For University of Delaware Engineering Grad Students

Remembering

George W. Laird

The goal of the George W. Laird Fellowships is to identify engineering graduate students of the highest caliber, honoring the qualities and memory of my late husband, Geordie.

After Geordie completed his Master’s degree at Delaware, he was invited to present his thesis to a gathering in Seattle.

I remember the speaker who introduced him describing Geordie as “a new and different kind of engineer,” because he had first earned a Bachelor of Arts in Economics, and then went on to pursue his true love—engineering.

George was an individual whose interests ranged far and wide, someone who extended his curiosity out into the world, far beyond the classroom and the laboratory.
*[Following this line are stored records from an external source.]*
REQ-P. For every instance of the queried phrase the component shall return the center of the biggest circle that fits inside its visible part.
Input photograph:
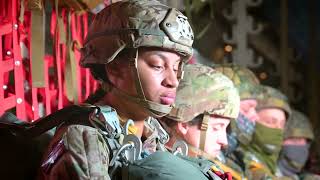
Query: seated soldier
(295, 148)
(206, 103)
(241, 130)
(136, 49)
(273, 110)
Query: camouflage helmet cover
(272, 98)
(243, 78)
(298, 126)
(204, 90)
(132, 24)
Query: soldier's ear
(182, 128)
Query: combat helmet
(298, 126)
(272, 98)
(243, 78)
(128, 25)
(204, 91)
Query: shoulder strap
(46, 123)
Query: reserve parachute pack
(128, 159)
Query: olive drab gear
(298, 126)
(272, 98)
(133, 24)
(243, 78)
(204, 91)
(293, 157)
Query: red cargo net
(16, 91)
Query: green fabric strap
(37, 47)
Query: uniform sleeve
(81, 153)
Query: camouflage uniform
(293, 157)
(261, 157)
(242, 129)
(204, 91)
(81, 148)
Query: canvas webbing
(37, 47)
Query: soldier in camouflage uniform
(261, 156)
(206, 102)
(295, 149)
(136, 49)
(242, 128)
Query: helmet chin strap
(204, 130)
(155, 109)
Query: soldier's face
(248, 109)
(272, 118)
(216, 137)
(158, 74)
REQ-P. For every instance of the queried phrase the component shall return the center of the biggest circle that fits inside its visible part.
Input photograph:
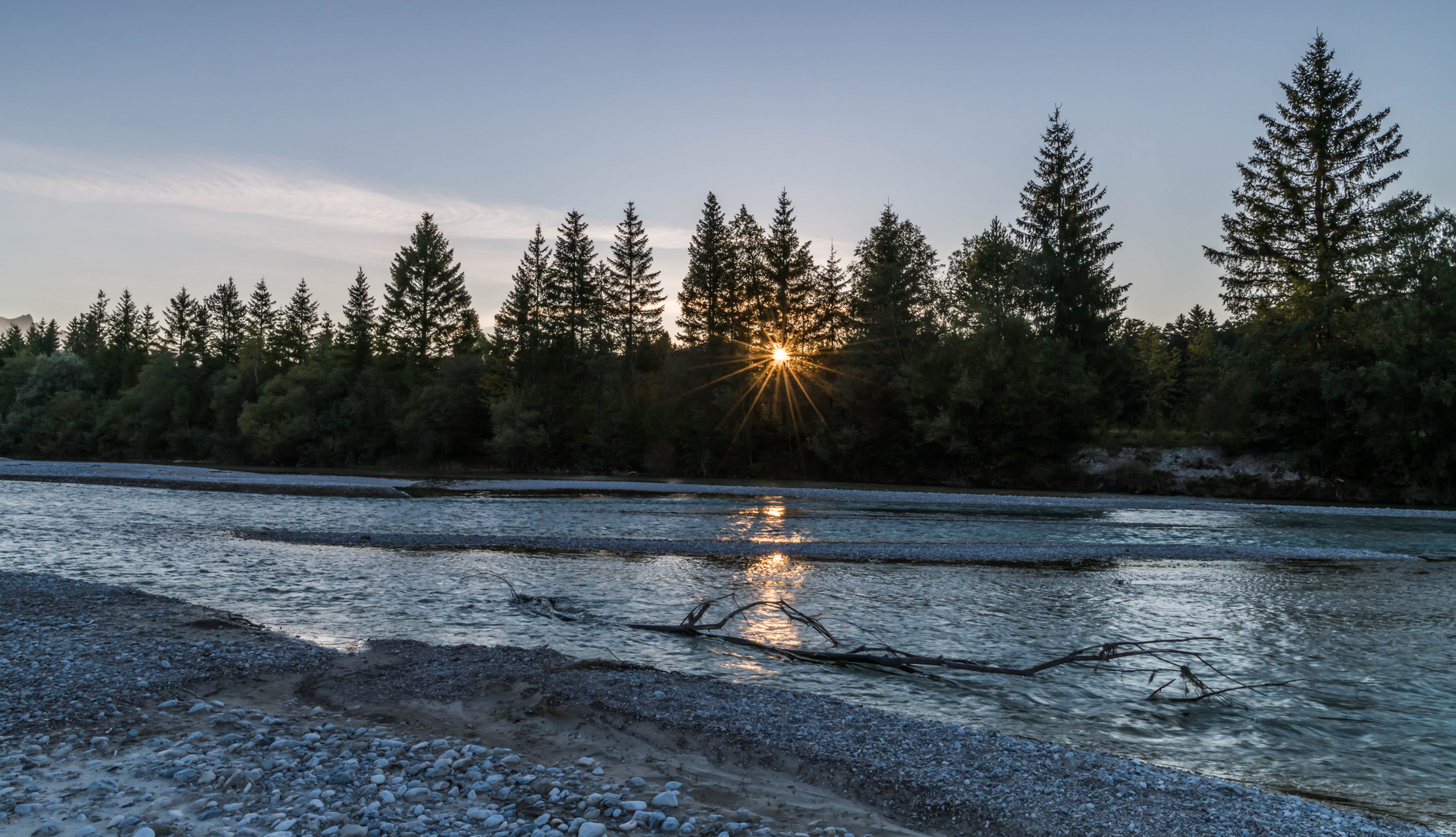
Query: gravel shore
(142, 717)
(820, 550)
(195, 478)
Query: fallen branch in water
(1103, 657)
(541, 604)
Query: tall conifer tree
(228, 318)
(1068, 248)
(184, 326)
(635, 290)
(894, 290)
(86, 334)
(753, 309)
(359, 322)
(518, 322)
(299, 326)
(425, 298)
(710, 298)
(1310, 215)
(573, 296)
(829, 305)
(126, 346)
(788, 273)
(985, 283)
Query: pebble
(301, 770)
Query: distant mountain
(24, 322)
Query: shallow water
(1371, 642)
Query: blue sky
(155, 146)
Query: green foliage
(634, 293)
(1341, 354)
(711, 298)
(425, 300)
(1310, 220)
(1069, 278)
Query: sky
(152, 146)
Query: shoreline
(776, 762)
(817, 550)
(198, 478)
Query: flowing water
(1369, 642)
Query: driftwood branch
(539, 604)
(1103, 657)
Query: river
(1366, 632)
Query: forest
(987, 366)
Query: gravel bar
(101, 732)
(818, 550)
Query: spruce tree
(263, 315)
(299, 326)
(228, 319)
(829, 305)
(126, 343)
(894, 291)
(1308, 219)
(788, 271)
(44, 338)
(985, 280)
(86, 334)
(710, 298)
(425, 296)
(518, 322)
(15, 343)
(753, 305)
(573, 298)
(359, 322)
(184, 328)
(635, 293)
(1068, 248)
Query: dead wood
(539, 604)
(1104, 657)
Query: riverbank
(195, 478)
(271, 734)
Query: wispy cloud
(226, 187)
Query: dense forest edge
(1007, 364)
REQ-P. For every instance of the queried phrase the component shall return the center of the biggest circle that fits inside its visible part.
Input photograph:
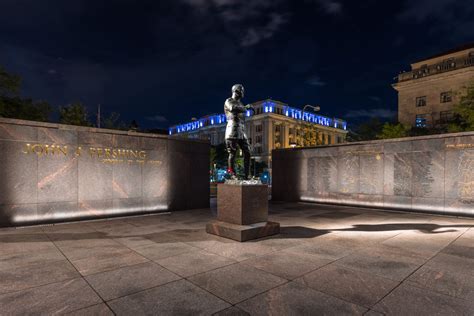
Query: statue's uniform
(235, 133)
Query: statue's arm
(234, 107)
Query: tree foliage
(112, 121)
(390, 130)
(464, 112)
(9, 84)
(366, 131)
(74, 114)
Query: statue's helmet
(238, 88)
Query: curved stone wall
(53, 172)
(431, 173)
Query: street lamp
(315, 108)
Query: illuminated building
(428, 92)
(273, 125)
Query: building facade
(428, 92)
(273, 125)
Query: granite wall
(53, 172)
(431, 173)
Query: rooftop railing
(444, 66)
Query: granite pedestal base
(242, 213)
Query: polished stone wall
(430, 173)
(94, 172)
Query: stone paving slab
(326, 260)
(176, 298)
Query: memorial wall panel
(53, 172)
(430, 173)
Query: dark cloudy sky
(163, 61)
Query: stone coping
(92, 129)
(383, 141)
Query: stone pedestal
(242, 212)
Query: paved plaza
(329, 260)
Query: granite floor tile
(449, 262)
(82, 251)
(20, 259)
(323, 248)
(388, 266)
(350, 285)
(238, 251)
(95, 310)
(159, 251)
(236, 282)
(409, 300)
(444, 281)
(176, 298)
(57, 298)
(463, 249)
(28, 276)
(129, 280)
(101, 262)
(232, 311)
(134, 241)
(287, 265)
(296, 299)
(194, 262)
(373, 313)
(24, 243)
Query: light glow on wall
(27, 219)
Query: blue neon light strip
(268, 107)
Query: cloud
(372, 113)
(453, 17)
(330, 6)
(255, 35)
(315, 81)
(157, 118)
(249, 22)
(422, 10)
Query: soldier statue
(235, 131)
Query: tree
(390, 130)
(9, 84)
(74, 114)
(13, 106)
(112, 122)
(366, 131)
(464, 112)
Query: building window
(421, 101)
(445, 117)
(446, 97)
(420, 120)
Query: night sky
(162, 62)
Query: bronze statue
(235, 131)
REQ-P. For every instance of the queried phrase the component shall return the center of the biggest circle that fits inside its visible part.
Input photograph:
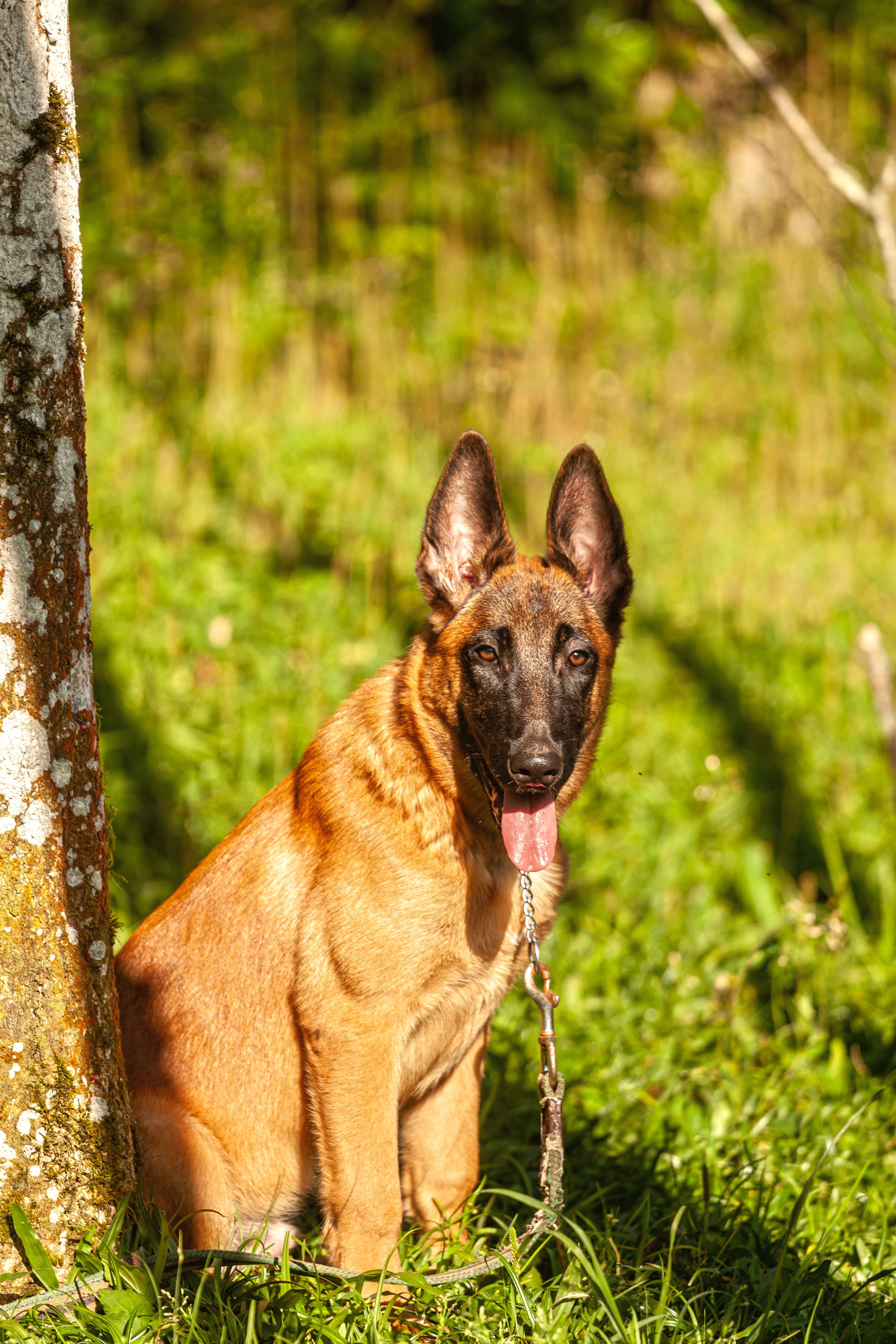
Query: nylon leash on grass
(543, 1221)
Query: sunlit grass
(725, 955)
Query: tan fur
(309, 1011)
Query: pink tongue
(530, 828)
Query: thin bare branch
(844, 179)
(880, 678)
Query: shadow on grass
(785, 812)
(154, 851)
(731, 1259)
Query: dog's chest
(461, 996)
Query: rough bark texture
(66, 1134)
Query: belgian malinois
(311, 1009)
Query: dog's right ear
(467, 537)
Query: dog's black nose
(535, 765)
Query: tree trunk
(66, 1132)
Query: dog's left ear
(588, 538)
(467, 537)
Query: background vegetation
(320, 241)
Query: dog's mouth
(530, 828)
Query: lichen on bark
(66, 1132)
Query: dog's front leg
(441, 1143)
(353, 1086)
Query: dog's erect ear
(588, 538)
(465, 538)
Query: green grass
(726, 951)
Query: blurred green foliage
(320, 241)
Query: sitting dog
(311, 1010)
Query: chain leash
(84, 1291)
Before, during and after his study of Engineering at Delaware, Geordie exhibited an unfettered enthusiasm for all things mechanical – and not just the predictable. He and some friends operated a steam locomotive. He constructed a car from the ground up. He tinkered, experimented, wondered and marveled.

After his death in an automobile accident in 1977, a group of friends – encouraged and led by Ted Ashford and his wife Jane, Geordie’s dogs and with help from Lonnie and Dick Dobbs and Ellie and Ron Maroney—conceived of the George W. Laird Fellowships to select and honor outstanding individuals concluding their first year as graduate engineering students at Delaware.

The Laird Fellowships grew out of the tragedy of Geordie’s death. It has enriched my life and my children’s as well. Participating on the selection committee for the past 25 years with Geordie’s good friends Ted Ashford and Randy Barton has been a continually rewarding experience. I am convinced that our group has singled out “a new and different kind of engineer,” each year of the award.

As you read this 25th anniversary tribute to the Laird Fellows, I think you’ll agree that, as a group and individually, the recipients, their lives and accomplishments are an on-going testament to the ideal of doing challenging work and living interesting, meaningful lives.

I hope reading this tribute inspires today’s engineering graduate students to think, dream, imagine and apply unlimited curiosity to the world around them. And perhaps to seek selection as a future Laird Fellow.